Bispecific T cell engagers (BiTEs) are a class of immunotherapeutic molecules characterized by one single-chain variable fragment (scFv), commonly CD3, connected to a second scFv that binds a tumor membrane antigen. BiTEs function to encourage anti-tumor T cell activity in an MHC-independent manner, thus allowing for activated T cell populations within the TME to function despite their endogenous T cell receptor specificities. BiTEs have shown to be effective for some patient populations in the context of liquid malignancies, such as FDA-approved Blinatumomab, a CD3xCD19 BiTE for B cell malignancies.72 Unfortunately, recombinant BiTEs have a restrictive half-life while in circulation, which necessitates continuous infusions and is subsequently associated with severe toxicities for targeting solid tumors.73,74 Yet, BiTE-armed OAds and other oncolytic viruses present an opportunity for reduced systemic toxicity, and enhanced lymphocyte function associated with localized expression and persistence (Figure 2C).
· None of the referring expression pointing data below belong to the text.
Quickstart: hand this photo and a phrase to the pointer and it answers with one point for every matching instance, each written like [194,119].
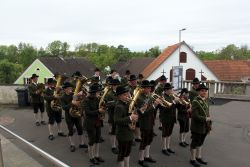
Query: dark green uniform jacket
[124,81]
[182,111]
[92,115]
[48,96]
[122,121]
[159,90]
[146,119]
[131,89]
[66,102]
[168,115]
[35,98]
[199,113]
[110,100]
[192,94]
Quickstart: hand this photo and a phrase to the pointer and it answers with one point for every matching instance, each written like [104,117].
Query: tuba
[102,102]
[55,104]
[132,108]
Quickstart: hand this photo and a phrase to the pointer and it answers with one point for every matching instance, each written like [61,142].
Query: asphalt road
[227,145]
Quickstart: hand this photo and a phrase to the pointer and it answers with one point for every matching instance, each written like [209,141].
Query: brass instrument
[41,88]
[102,102]
[132,108]
[55,104]
[163,102]
[181,100]
[76,111]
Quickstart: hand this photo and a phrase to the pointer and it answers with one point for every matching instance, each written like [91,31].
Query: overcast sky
[137,24]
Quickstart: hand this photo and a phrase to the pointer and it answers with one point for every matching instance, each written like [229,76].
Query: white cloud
[137,24]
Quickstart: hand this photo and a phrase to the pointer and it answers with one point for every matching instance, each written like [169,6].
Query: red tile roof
[229,70]
[160,59]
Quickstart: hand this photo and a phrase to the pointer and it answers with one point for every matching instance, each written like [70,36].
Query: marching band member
[110,100]
[146,109]
[183,116]
[168,119]
[159,90]
[193,93]
[122,120]
[93,123]
[37,99]
[200,125]
[53,115]
[67,103]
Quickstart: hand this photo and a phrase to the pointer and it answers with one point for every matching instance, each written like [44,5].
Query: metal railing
[44,154]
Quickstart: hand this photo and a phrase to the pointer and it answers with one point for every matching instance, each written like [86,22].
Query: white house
[192,65]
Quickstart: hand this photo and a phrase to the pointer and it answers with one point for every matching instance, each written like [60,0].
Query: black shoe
[94,161]
[101,140]
[142,163]
[114,150]
[165,152]
[170,151]
[149,159]
[194,163]
[182,144]
[51,137]
[72,148]
[43,122]
[83,146]
[61,134]
[138,140]
[99,159]
[201,161]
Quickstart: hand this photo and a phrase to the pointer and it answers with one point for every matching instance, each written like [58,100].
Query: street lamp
[180,44]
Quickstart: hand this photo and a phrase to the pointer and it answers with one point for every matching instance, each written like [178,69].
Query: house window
[183,57]
[190,74]
[171,75]
[26,81]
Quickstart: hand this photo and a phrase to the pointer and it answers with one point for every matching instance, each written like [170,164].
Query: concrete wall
[8,94]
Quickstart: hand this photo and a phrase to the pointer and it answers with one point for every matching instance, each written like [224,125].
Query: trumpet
[102,101]
[163,102]
[132,108]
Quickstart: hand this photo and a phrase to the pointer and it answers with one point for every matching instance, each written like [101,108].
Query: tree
[9,71]
[58,48]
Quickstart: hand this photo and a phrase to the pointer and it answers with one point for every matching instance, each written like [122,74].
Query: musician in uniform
[183,116]
[110,100]
[193,92]
[93,123]
[54,116]
[159,90]
[146,109]
[160,87]
[125,78]
[67,103]
[124,133]
[200,125]
[37,99]
[168,118]
[132,83]
[140,78]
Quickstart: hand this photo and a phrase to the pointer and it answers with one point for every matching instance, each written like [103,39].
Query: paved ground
[227,145]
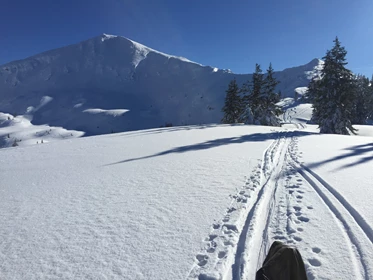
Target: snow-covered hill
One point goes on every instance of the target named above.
(85, 81)
(192, 202)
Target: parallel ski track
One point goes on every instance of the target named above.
(341, 209)
(252, 240)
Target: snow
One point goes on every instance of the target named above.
(19, 129)
(190, 202)
(111, 71)
(132, 205)
(112, 112)
(142, 51)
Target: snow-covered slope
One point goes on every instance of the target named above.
(114, 73)
(192, 202)
(19, 131)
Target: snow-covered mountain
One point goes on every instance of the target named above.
(191, 202)
(110, 84)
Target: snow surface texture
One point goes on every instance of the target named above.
(19, 131)
(193, 202)
(111, 72)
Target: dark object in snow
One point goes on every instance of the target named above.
(282, 263)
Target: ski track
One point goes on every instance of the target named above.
(348, 218)
(269, 207)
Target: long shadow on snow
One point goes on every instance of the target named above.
(170, 129)
(354, 151)
(256, 137)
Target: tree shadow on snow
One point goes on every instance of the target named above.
(354, 151)
(167, 129)
(255, 137)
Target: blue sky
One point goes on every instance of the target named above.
(226, 34)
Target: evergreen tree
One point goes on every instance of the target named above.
(260, 99)
(333, 95)
(233, 104)
(271, 97)
(363, 102)
(253, 99)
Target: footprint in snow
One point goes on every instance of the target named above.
(215, 226)
(297, 238)
(202, 259)
(210, 250)
(316, 250)
(303, 219)
(212, 237)
(314, 262)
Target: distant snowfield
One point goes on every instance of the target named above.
(193, 202)
(21, 131)
(113, 112)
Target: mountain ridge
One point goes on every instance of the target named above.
(112, 72)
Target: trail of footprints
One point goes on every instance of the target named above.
(224, 232)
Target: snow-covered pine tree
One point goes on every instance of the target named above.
(363, 101)
(260, 99)
(270, 98)
(333, 95)
(233, 104)
(253, 98)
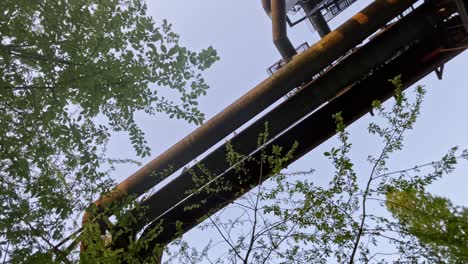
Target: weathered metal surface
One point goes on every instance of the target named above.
(416, 26)
(315, 129)
(298, 70)
(316, 18)
(280, 35)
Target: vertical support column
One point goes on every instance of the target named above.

Enadenotucirev is among the first OAds to express a BiTE molecule. The first iteration, EnAd-EpCAM-BiTE, was designed to bind an epithelial cell adhesion molecule (EpCAM), which is frequently overexpressed on tumor cells.75 Soon after, a sister BiTE-containing OAd called EnAd-FAP-BiTE, was shown to target FAP present on cancer-associated fibroblasts, a major component of the TME that reduces the efficacy of cellular therapies.76 Both constructs effectively improved the function of endogenous T cells in the presence of tumors in preclinical models and laid the groundwork for future clinical study. Similarly, ICO15K-FBiTE, an OAd armed with a FAP-BiTE, produced comparable results.71 These studies demonstrate that targeting TME components as well as malignant cells is not only possible but important for treating complex solid tumors and implies the necessity for additional T cell activation with increased persistence.

Combination strategies

Immune checkpoint inhibitors

As we have discussed, OAds can boost immune cell infiltration and functionality, and improve tumor cell targeting. However, as monotherapies, the anti-tumor effects of OAds, including armed OAds, are insufficient to produce a complete and durable immune response. The potent immunostimulatory activity of OAds to recruit and activate T cells suggests a natural pairing for ICB strategies that allow for these effector cells to overcome the inhibitory molecules expressed by the tumor. The encouraging potential for this multifactorial approach is evident by the plethora of combinatorial clinical trials described above.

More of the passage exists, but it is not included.